Richard Biener  changed:

   What|Removed |Added

   Keywords||missed-optimization
 CC||amker at gcc dot gnu.org
  Component|middle-end  |tree-optimization

--- Comment #5 from Richard Biener  ---
(In reply to Mathias Stearn from comment #4)
> (In reply to Marc Glisse from comment #3)
> > Again, you are ignoring aliasing issues (just like in your other PR the
> > function copy isn't equivalent to memmove). Does adding __restrict change
> > the result? Also, B[i]=B[i]+1 doesn't look like a memset...
> 
> Sorry, I typoed. It was supposed to be B[i] = A[i] + 1. That still does
> basically the same thing though: https://godbolt.org/g/dtmU5t. Good point
> about aliasing though. I guess the right code gen in that case would
> actually be something that detected the overlap and did the right calls to
> memset to only set each byte once.

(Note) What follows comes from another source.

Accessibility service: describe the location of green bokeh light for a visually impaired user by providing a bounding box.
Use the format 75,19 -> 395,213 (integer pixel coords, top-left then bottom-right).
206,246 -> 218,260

Or just do the simple thing:
> 
> if (b > a && b < a + n) {
>   memset(b, 1, n);
>   memset(a, 0, n);
> } else {
>   memset(a, 0, n);
>   memset(b, 1, n);
> }
> 
> Yes, __restrict helps, but that isn't part of standard c++, and it seems
> like it never will be.

GCC supports it since forever...  but yes, currently loop distribution
doesn't consider runtime aliasing in this case (it can do it now but
is keyed to vectorization).  It also doesn't have a way to distinguish
forward vs. backward dependence and split the case like you propose.